Lem­bremo-nos de que a cha­mada crise ucra­niana ini­ciou-se no final de No­vembro pas­sado com a não as­si­na­tura pelo pre­si­dente eleito Ia­nu­kó­vitch do acordo de as­so­ci­ação (na prá­tica, um acordo de livre co­mércio que de­ter­mi­nava pri­va­ti­za­ções entre ou­tros «brindes») com a UE. Uma de­cisão so­be­rana. Na al­tura, na sua in­ter­venção na ci­meira para a Par­ceria Ori­ental, o co­mis­sário Stefan Füle afirmou que essa de­cisão «não era apenas uma de­si­lusão para a União Eu­ro­peia, mas também para o povo da Ucrânia». Falou, por­tanto, em nome do povo ucra­niano. Ini­ci­aram-se as ma­ni­fes­ta­ções da opo­sição a Ia­nu­kó­vitch em Kiev, sabe-se per­fei­ta­mente, sob o co­mando e in­ci­ta­mento à vi­o­lência de forças re­ac­ci­o­ná­rias e fas­cistas como os par­tidos Udar ou Svo­boda. Ashton vai a Kiev reunir com Ia­nu­kó­vitch, a 11 de De­zembro, e em se­guida vi­sita os ma­ni­fes­tantes da Praça Maidan. Em re­lação à reu­nião afirma  «acre­ditar que o acordo de­veria ser as­si­nado o quanto antes, porque penso que é do in­te­resse da Ucrânia fazê-lo». Sobre os ma­ni­fes­tantes, deixa men­sa­gens no twitter: «Con­tinuo em Kiev. Eu es­tava com vocês na Maidan hoje à noite». Em Ja­neiro de­clara-se «pro­fun­da­mente pre­o­cu­pada» com a adopção das leis anti-mo­tins, que foram pos­te­ri­or­mente re­vo­gadas. Ainda assim, a meio de Fe­ve­reiro, ameaça que a UE es­tu­dará san­ções contra os «res­pon­sá­veis pela re­pressão na Ucrânia». Fi­nal­mente, e após o golpe de Es­tado con­su­mado na Ucrânia, Ashton apressa-se a reunir com o novo go­verno, le­gi­ti­mando-o, pro­me­tendo ajuda fi­nan­ceira a troco de um «pro­grama de re­formas». Go­verno que, aliás, foi de­ter­mi­nado pela con­cer­tação entre Vic­toria Nu­land, vice-se­cre­tária de Es­tado dos EUA e o em­bai­xador dos EUA em Kiev, o que ficou claro na con­versa te­le­fó­nica entre os dois, tor­nada pú­blica, e na qual a UE não é pro­pri­a­mente bem tra­tada (ver re­por­tagem RTP http://​www.rtp.pt/​no­ti­cias/​index.php?ar­ticle=715285&tm=7&layout=121&vi­sual=49). A reu­nião do pas­sado dia 3 de Março dos Mi­nis­tros dos Ne­gó­cios Es­tran­geiros da UE saudou os es­forços do novo go­verno para es­ta­bi­lizar a si­tu­ação e em­pre­ender re­formas, re­a­fir­mando a ne­ces­si­dade de uma re­forma cons­ti­tu­ci­onal na Ucrânia.

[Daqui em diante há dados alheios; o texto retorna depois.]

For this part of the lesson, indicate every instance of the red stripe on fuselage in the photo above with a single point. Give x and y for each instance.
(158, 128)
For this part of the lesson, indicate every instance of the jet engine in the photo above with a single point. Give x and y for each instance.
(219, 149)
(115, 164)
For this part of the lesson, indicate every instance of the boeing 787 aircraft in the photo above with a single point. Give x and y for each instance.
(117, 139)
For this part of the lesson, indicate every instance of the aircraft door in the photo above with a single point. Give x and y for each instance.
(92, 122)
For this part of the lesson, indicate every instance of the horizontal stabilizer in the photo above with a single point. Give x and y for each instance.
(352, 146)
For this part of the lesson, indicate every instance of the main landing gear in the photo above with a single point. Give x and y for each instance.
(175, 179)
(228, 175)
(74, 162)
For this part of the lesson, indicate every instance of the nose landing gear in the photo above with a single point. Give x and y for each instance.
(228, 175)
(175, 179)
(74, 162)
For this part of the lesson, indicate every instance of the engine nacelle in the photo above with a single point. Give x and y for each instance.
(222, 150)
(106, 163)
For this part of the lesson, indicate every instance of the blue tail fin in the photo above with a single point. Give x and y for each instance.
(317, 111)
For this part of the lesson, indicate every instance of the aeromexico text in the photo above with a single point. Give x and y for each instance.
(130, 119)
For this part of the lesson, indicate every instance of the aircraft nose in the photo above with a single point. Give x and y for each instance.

A UE e os EUA de­ses­ta­bi­li­zaram a so­ci­e­dade ucra­niana e ins­tru­men­ta­li­zaram as le­gí­timas as­pi­ra­ções deste povo em acabar com as enormes de­si­gual­dades so­ciais que a ca­rac­te­rizam. Fi­nan­ci­aram e cons­pi­raram os in­ci­ta­dores da vi­o­lência, grupos fas­cistas, com o ob­jec­tivo do golpe de Es­tado. Estão a pôr em prá­tica as «re­formas» que lhes in­te­ressam. No meio de tudo isto, é caso para per­guntar, onde ficou a Carta das Na­ções Unidas e a Acta de Hel­sín­quia?